— Ать, два, три… и в дамки! — снова проревел учитель, и уже семеро рук послушно поднялись ко ртам и щелкнули семеро пар зубов.
«А китаянки-то прехорошенькие», — подумал Луций.
Пузанский повернул к нему красное, залитое потом лицо с оттопыренными мокрыми усами и скомандовал:
— Штрафную! Луций не успел опомниться, как в руках у него очутился граненый стакан, доверху наполненный белой едкой влагой.
— Это большая человек, — почтительно сказал за его спиной китаец в штанах и панаме, который привел Луция. — Он нам Петербург обещал еще помочь, ты его слушайся.
Китаец вежливо, но твердо стал поднимать ко рту левую руку Луция с зажатым в ней стаканом. Чтобы не пролить содержимое на себя, пришлось влить водку вовнутрь. Как во сне Луций сел, протиснувшись между стенкой и юной китаянкой с лентой в волосах. Китаец встал над ним и возбужденно заговорил:
— Я купец из Китая. Это мои дети. Я их всех привез Россия. Я хочу купить маленький универмаг. Хочу получать деньги. Рубли хочу. В Москве уже открыл китайский торговый дом. Вор меня сжигал. Москва — плохой город для торговля. Все равно что Пекин. Пекин — социалистическая идея. Москва — монархическая идея. Все равно торговать не дают. Я хочу в Петербург. Там у них капиталистическая идея. Там китайца будет шить наша материя, готовить обед китайская продукта. Он сказал, может нам получить домик. Маленький домик для китайский товар. Десять этажей. Это очень хороший человека, но пьяный.
Луций решительно встал, отлепил от себя чьи-то тянущие вниз руки и подошел к педагогу.
— Все, — сказал он решительно. — Нам пора спать. Помогите-ка поднять тело.
Китайцы поняли его с полуслова. Враз они встали по бокам Пузанского и, не обращая внимания на его приказания и угрозы лишить всего и выслать в Бомбей, вынесли страдальца из купе. Хрупкие китаянки продемонстрировали богатый опыт общения с грузными телами, потому что их суммарный вес едва ли превышал вес педагога, но согласованные действия и видимый навык позволили в одно мгновение подтащить Пузанского к двери нужного купе. Только тут Луций вспомнил о забавляющейся за дверью парочке и приуныл, прикинув, как будет поднимать педагога в одиночку. Но дверь на удивление легко поддалась, само купе оказалось пустым. Наверно, мужчина с блинообразным лицом себя переоценил и хватило ему каких-нибудь десяти минут.

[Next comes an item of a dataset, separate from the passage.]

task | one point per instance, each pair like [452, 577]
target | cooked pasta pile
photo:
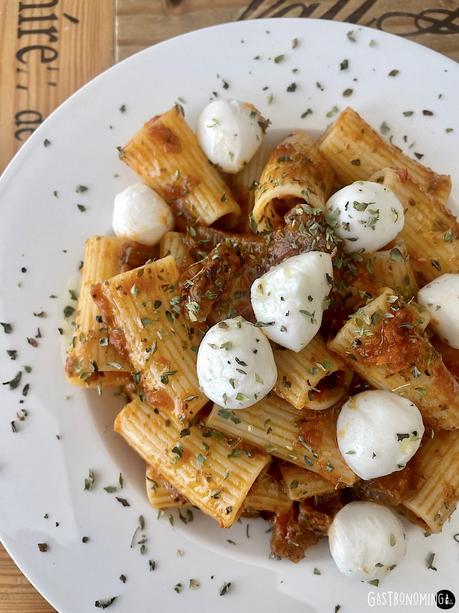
[144, 310]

«Что же это получается, — подумал юноша, когда педагог, да и слабо сопротивляющийся Василий были доставлены вовнутрь и положены на койки. — То я пьян, как сапожник, то начальник. Какие же это мы в Петербург приедем. Да и когда?»
Как бы в ответ на его размышления поезд дернулся и затих. Луций выглянул в окно. На этот раз перед ними лежала в низине деревня. Какие-то бабки с корзинками забегали вдоль путей, послышался лай собак и мужские командные голоса. Луций вышел из купе, жестом удержав брата на полке, и тщательно закрыл за собой дверь. Педагог при его движениях глаз не разомкнул.
С удивлением и радостью Луций увидел, что охраны у вагона прибавилось. Человек десять солдат стояло в очередь за домашним кваском, который жбанами продавал дед в не по-летнему пушистом треухе. Рядом торговали картошкой, молодыми зелеными яблоками и кислой капустой. Луций накупил всего, что видел глаз, отнес в купе и сгрузил на стол. Потом, захватив с собой маящегося бездельем брата, вновь спустился на землю. Он заметил две знакомые мощные фигуры, которые, раздвигая толпу перед собой, как воду бреднем, подошли к бабусе, торговавшей вяленой рыбкой, и купили у нее весь мешок. Очередь заволновалась, раздались даже весьма бранные слова, но лица бойцов были по-прежнему невозмутимы. Один из них подошел к понурому толстомордому старшине и сказал веско:
— Слышь, старшой, поезд без нас не пускай. Мы вон на том пригорке станем пиво пить, — и сунул старшине пару крупных мясистых воблин.
Кроме военных, мимо Луция шныряли вездесущие китаянки. Двое грузин в спортивных костюмах медленно понесли свои животы, появился блинолицый мужик со своей подругой, но скоренько слинял в кусты. Братья выбрали по крупной картофелине и расположились у кустов на солнцепеке, наблюдая за вагоном, не удрал бы.